Wednesday, 26 June 2013

A Planet In Space

What do Pebble In The Sky by Isaac Asimov and A Stone In Heaven by Poul Anderson have in common? They invite comparison because both titles mean "a planet in space."

Each is a futuristic sf novel featuring faster than light interstellar travel through hyperspace and a human interstellar empire that parallels the Roman Empire, even to the extent of, literally, an enthroned Emperor;

each is a single volume of a long future history series;

each of these future histories is an amalgamation of two previously independent series;

thus, each features a pre-Imperial period followed by the long rise, decline and eventual Fall of the Empire;

in both series, a theoretician predicts the Fall and an attempt is made to prepare planetary populations for the subsequent chaos and barbarism;

in both cases, we see something of the post-Imperial period.

The differences are far greater than the similarities:

Anderson writes better prose and novels with better characterization;

Asimov presents a humans only galaxy whereas Anderson imaginatively describes many other intelligent species;

Anderson realizes that even terrestroid planets will not necessarily be places where human beings can simply breathe the air and drink the water etc without needing dietary supplements, environmental modifications etc;

Asimov's hyperspace is an unexplained sf cliche whereas Anderson plausibly rationalizes his as millions of quantum jumps per second;

Anderson understands religion and treats it sympathetically whereas the only religion in Asimov's future history is a cynical social manipulation that has not happened in any real history;

Asimov's Hari Seldon is a mathematician who predicts the Fall because sufficiently large populations are predictable in the way that mechanical interactions between macroscopic objects are predictable despite the randomness of individual particles whereas Anderson's Chunderban Desai is, more plausibly, a student of Terrestrial history;

Anderson applies a real, complex theory of history to his fiction and manages to say something substantial and interesting about how societies change and develop;

Seldon schemes to manipulate society in order to reduce the period of the interregnum whereas Anderson's Flandry, again more plausibly, just tries to prolong the Empire.

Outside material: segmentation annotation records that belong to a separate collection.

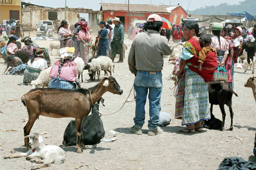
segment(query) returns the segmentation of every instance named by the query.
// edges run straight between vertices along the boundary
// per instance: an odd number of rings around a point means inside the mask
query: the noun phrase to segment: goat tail
[[[115,73],[115,71],[114,71],[114,69],[115,68],[115,64],[113,65],[113,70],[112,70],[112,71],[113,71],[113,72],[114,73]]]
[[[22,103],[23,103],[23,104],[24,105],[24,106],[26,106],[26,103],[25,102],[25,97],[24,96],[22,96],[22,97],[21,97],[21,102],[22,102]]]
[[[236,97],[238,97],[238,95],[237,95],[237,94],[236,94],[236,92],[235,92],[234,91],[234,90],[233,90],[233,88],[232,88],[232,87],[231,87],[231,86],[230,86],[230,85],[229,83],[229,88],[230,89],[230,91],[231,92],[232,92],[233,93],[234,93],[234,94],[235,95],[236,95]]]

Why do I keep dumping on Asimov? Would any Asimov fan like to reply?

2 comments:

ndrosen said...

I have enjoyed Asimov's work, especially some of his earlier books and tales, but I agree that Anderson has depths that Asimov does not. Also, Asimov did not believe that psychohistory would be possible, but it's still a fun idea to play with. Other people have done so, including Donald Kingsbury in Psychohistorical Crisis, Poul Anderson in "No Truce With Kings", and Michael Flynn in In the Country of the Blind.

Regards, Nicholas

Sean M. Brooks said...

Hi, Paul!

Like Nicholas, I too have enjoyed some of Asimov's earlier stories and novels. But by the time I read THE GODS THEMSELVES, I was getting tired of him. Basically, I found his writing more and more too flat, plain, colorless, etc. To say nothing of how most of Asimov's characters are forgetable (two rare exceptions being Bel Riose and the Mule).

One of Asimov's greatest weaknesses was being unwilling speculate about how humans might interact with non humans. I say "unwilling" instead of "unable" because he did write ONE story set early in his Galactic Empire with non humans: "Blind Alley." But all he did in that story was devise a means of spiriting the aliens out of the humans only Galaxy. Rather disappointing and anticlimactic.